“I am intensely anxious that this party should succeed; it is my last throw. They have all my views, and I believe they will carry them out unless overruled by a higher power.
“Their orders are, to carry the sledge forward as far as the base of the Great Glacier, and fill up their provisions from the cache of my own party of last May. Hans will then join them with the dogs; and, while M’Gary and three men attempt to scale and survey the glacier, Morton and Hans will push to the north across the bay with the dog-sledge, and advance along the more distant coast. Both divisions are provided with clampers, to steady them and their sledges on the irregular ice-surfaces; but I am not without apprehensions that, with all their efforts, the glacier cannot be surmounted.
“In this event, the main reliance must be on Mr Morton. He takes with him a sextant, artificial horizon, and pocket chronometer, and has intelligence, courage, and the spirit of endurance in full measure. He is withal a long-tried and trustworthy follower.
“June 5.—The last party are off; they left yesterday at 2 P.M. I can do nothing more but await the ice-changes that are to determine for us our liberation or continued imprisonment.
“June 6.—We are a parcel of sick men, affecting to keep ship till our comrades get back. Except Mr Ohlsen and George Whipple, there is not a sound man among us. Thus wearily in our Castle of Indolence, for ‘labour dire it was, and weary woe,’ we have been watching the changing days, and noting bird, insect, and vegetable, as it tells us of the coming summer. One fly buzzed around William Godfrey’s head to-day,—he could not tell what the species was; and Mr Petersen brought in a cocoon from which the grub had eaten its way to liberty. Hans gives us a seal almost daily, and for a passing luxury we have ptarmigan and hare. The little snow-birds have crowded to Butler Island, and their songs penetrate the cracks of our rude housing. Another snipe, too, was mercilessly shot the very day of his arrival.

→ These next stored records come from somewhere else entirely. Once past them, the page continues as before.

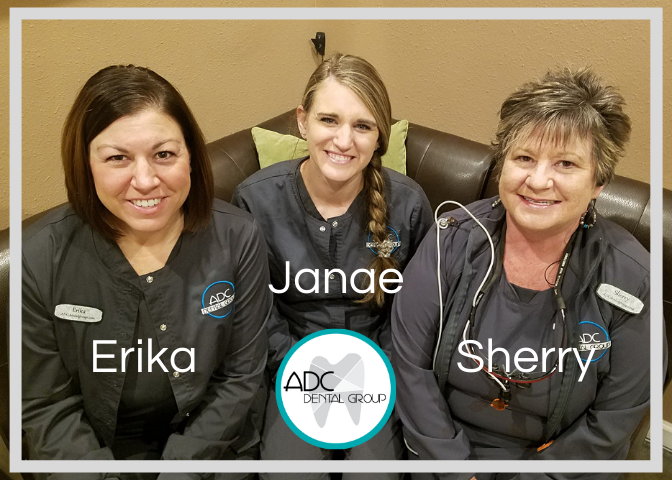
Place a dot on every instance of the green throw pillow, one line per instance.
(273, 147)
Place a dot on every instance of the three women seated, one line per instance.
(148, 322)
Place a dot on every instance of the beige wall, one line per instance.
(449, 75)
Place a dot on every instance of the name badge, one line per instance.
(620, 298)
(78, 313)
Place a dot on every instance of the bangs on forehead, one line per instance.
(558, 130)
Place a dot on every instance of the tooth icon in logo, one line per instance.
(348, 378)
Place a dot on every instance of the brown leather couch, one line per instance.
(446, 166)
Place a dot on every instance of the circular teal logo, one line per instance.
(335, 389)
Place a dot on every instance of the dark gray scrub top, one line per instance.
(458, 422)
(296, 233)
(211, 296)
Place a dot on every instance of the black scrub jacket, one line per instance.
(458, 423)
(296, 233)
(212, 296)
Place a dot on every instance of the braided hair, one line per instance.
(362, 78)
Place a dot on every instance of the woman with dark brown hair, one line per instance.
(338, 208)
(144, 301)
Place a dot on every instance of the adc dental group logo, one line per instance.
(335, 389)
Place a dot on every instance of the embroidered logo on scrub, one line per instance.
(593, 337)
(217, 299)
(389, 246)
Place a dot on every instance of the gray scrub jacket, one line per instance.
(212, 296)
(458, 422)
(296, 233)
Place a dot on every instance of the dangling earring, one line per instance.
(590, 217)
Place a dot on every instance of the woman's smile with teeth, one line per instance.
(146, 203)
(339, 158)
(539, 202)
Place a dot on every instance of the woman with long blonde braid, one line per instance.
(338, 208)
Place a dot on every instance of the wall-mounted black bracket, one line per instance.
(320, 42)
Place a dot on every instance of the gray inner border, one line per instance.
(654, 15)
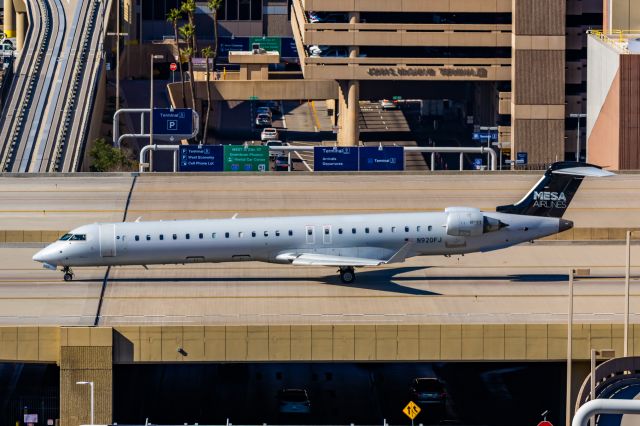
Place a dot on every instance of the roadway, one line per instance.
(524, 284)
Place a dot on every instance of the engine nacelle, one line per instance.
(470, 222)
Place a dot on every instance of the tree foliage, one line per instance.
(106, 158)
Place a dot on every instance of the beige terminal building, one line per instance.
(526, 57)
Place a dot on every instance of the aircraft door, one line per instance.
(309, 232)
(107, 240)
(326, 234)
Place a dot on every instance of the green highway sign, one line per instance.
(267, 43)
(238, 158)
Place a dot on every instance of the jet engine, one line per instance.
(470, 222)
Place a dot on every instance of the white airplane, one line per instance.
(343, 241)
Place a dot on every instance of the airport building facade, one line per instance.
(524, 61)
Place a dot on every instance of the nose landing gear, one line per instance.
(68, 273)
(347, 274)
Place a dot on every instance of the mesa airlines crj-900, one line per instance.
(342, 241)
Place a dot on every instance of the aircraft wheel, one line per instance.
(347, 275)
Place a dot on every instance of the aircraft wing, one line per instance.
(318, 259)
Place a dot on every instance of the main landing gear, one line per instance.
(347, 274)
(68, 273)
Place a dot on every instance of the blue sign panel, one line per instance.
(335, 159)
(386, 158)
(171, 122)
(206, 158)
(521, 158)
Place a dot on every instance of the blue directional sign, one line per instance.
(206, 158)
(173, 122)
(335, 159)
(374, 158)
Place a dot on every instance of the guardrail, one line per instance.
(433, 150)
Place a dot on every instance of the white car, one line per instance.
(264, 110)
(269, 134)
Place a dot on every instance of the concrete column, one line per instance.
(349, 134)
(9, 18)
(538, 80)
(86, 355)
(21, 29)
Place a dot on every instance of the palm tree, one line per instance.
(189, 7)
(173, 16)
(187, 31)
(207, 53)
(214, 5)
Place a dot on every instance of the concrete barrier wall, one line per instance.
(575, 234)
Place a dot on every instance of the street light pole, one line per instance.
(153, 57)
(578, 116)
(92, 397)
(569, 349)
(627, 276)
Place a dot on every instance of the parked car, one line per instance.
(264, 110)
(387, 104)
(281, 163)
(274, 106)
(294, 401)
(428, 390)
(274, 142)
(269, 134)
(263, 120)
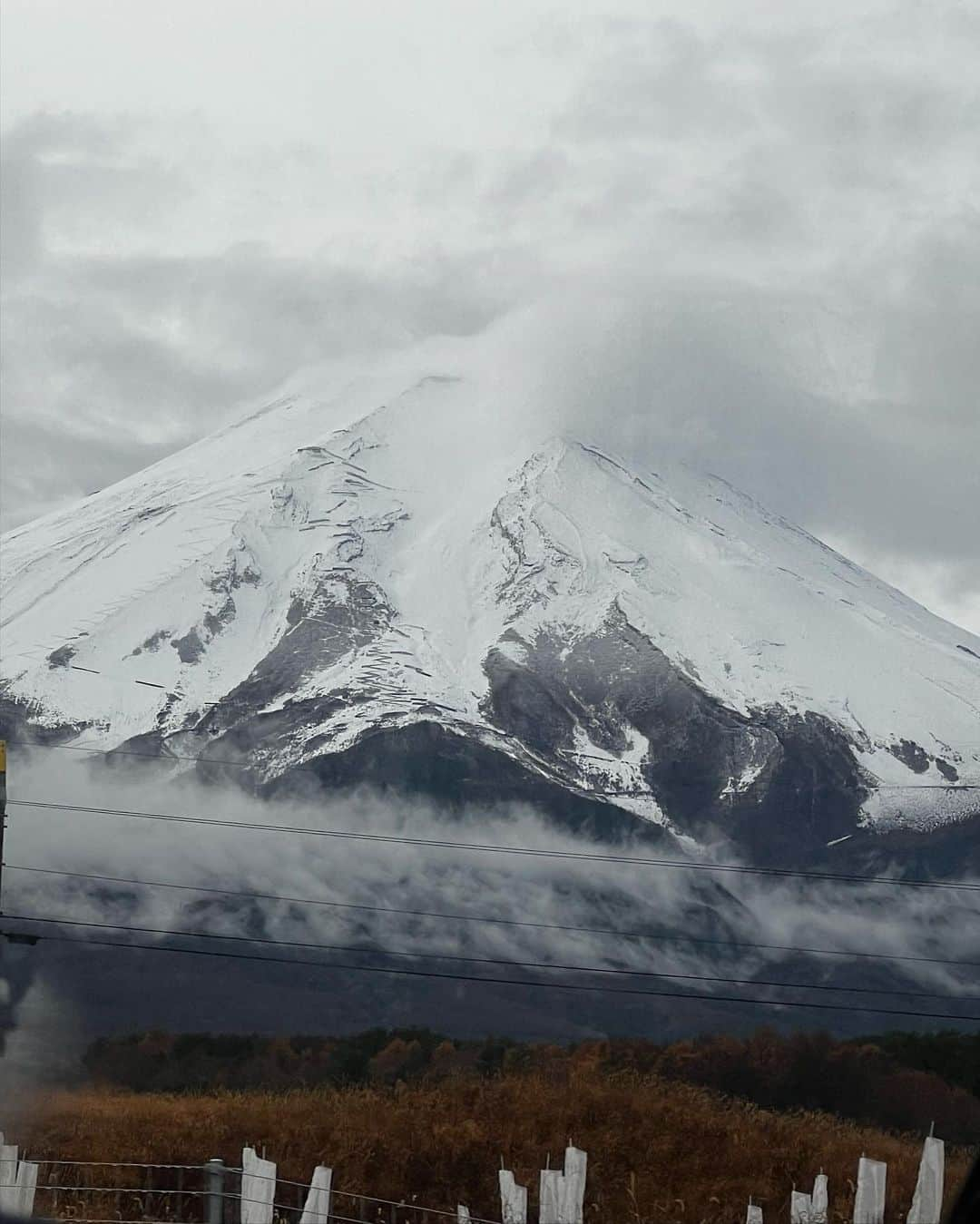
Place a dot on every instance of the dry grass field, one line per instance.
(659, 1151)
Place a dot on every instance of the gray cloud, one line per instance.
(769, 237)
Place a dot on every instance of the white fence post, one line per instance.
(257, 1189)
(27, 1181)
(868, 1202)
(800, 1207)
(317, 1207)
(926, 1203)
(7, 1174)
(550, 1196)
(513, 1200)
(820, 1200)
(573, 1207)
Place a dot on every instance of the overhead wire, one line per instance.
(659, 936)
(523, 983)
(485, 960)
(109, 753)
(484, 847)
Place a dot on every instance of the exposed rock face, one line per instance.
(376, 584)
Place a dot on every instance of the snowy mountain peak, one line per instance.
(415, 553)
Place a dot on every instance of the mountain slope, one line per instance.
(407, 578)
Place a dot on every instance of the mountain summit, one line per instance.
(407, 579)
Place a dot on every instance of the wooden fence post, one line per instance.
(573, 1207)
(818, 1200)
(800, 1207)
(27, 1180)
(257, 1189)
(7, 1174)
(513, 1199)
(317, 1209)
(926, 1203)
(551, 1193)
(868, 1201)
(214, 1180)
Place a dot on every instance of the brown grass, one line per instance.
(659, 1151)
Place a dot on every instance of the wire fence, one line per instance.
(130, 1192)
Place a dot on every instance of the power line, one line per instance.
(664, 936)
(495, 961)
(300, 769)
(512, 982)
(524, 851)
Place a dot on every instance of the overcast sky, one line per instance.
(762, 221)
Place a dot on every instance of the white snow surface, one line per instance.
(436, 476)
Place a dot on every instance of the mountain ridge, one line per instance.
(414, 550)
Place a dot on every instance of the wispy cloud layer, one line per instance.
(764, 237)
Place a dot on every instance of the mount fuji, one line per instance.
(404, 577)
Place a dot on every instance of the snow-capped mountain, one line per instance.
(404, 577)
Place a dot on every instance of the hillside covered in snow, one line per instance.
(405, 577)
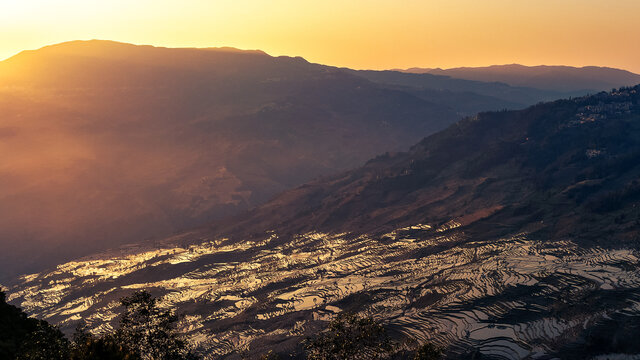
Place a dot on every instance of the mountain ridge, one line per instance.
(550, 77)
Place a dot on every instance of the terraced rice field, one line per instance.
(509, 298)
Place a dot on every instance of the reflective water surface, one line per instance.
(511, 298)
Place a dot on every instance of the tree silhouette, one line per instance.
(350, 336)
(149, 330)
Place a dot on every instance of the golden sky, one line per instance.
(361, 34)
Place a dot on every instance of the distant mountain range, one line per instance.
(553, 78)
(104, 143)
(510, 235)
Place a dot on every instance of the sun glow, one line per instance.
(360, 34)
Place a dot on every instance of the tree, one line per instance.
(150, 331)
(25, 338)
(350, 336)
(87, 346)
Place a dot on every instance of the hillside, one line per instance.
(510, 235)
(553, 78)
(104, 143)
(566, 169)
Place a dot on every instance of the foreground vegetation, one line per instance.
(146, 332)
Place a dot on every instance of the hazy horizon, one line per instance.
(434, 34)
(354, 68)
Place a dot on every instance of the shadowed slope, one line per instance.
(103, 143)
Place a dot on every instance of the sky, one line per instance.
(361, 34)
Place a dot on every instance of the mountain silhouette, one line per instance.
(510, 234)
(106, 143)
(554, 78)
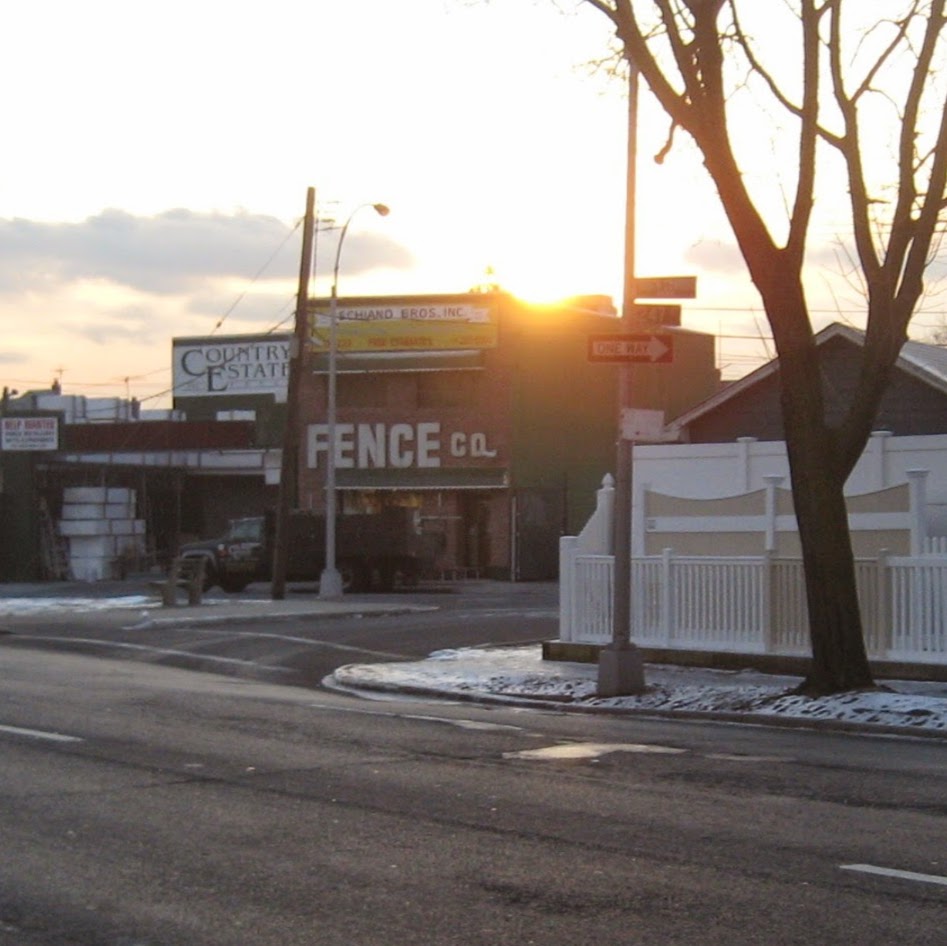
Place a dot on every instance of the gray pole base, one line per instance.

“June 10.—Hans was ordered yesterday to hunt in the direction of the Esquimaux huts, in the hope of determining the position of the open water. He did not return last night; but Dr Hayes and Mr Ohlsen, who were sent after him this morning with the dog-sledge, found the hardy savage fast asleep not five miles from the brig. Alongside of him was a large ussuk or bearded seal, shot, as usual, in the head. He had dragged it for seven hours over the ice-foot. The dogs having now recruited, he started light to join Morton at the glacier.
Arctic Birds
“June 16.—Two long-tailed ducks visited us, evidently seeking their breeding-grounds. They are beautiful birds, either at rest or on the wing. We now have the snow-birds, the snipe, the burgomaster-gull, and the long-tailed duck, enlivening our solitude; but the snow-birds are the only ones in numbers, crowding our rocky islands, and making our sunny night-time musical with home-remembered songs. Of each of the others we have but a solitary pair, who seem to have left their fellows for this far northern mating-ground in order to live unmolested. I long for specimens; but they shall not be fired at.
“June 18.—Mr Ohlsen and Dr Hayes are off on an overland tramp. I sent them to inspect the open water to the southward. The immovable state of the ice-foot gives me anxiety. Last year, a large bay above us was closed all summer; and the land-ice, as we find it here, is as perennial as the glacier.
“June 21.—A snow, moist and flaky, melting upon our decks, and cleaning up the dingy surface of the great ice-plain with a new garment. We are at the summer solstice, the day of greatest solar light! Would that the traditionally-verified but meteorologically-disproved equinoctial storm could break upon us, to destroy the tenacious floes!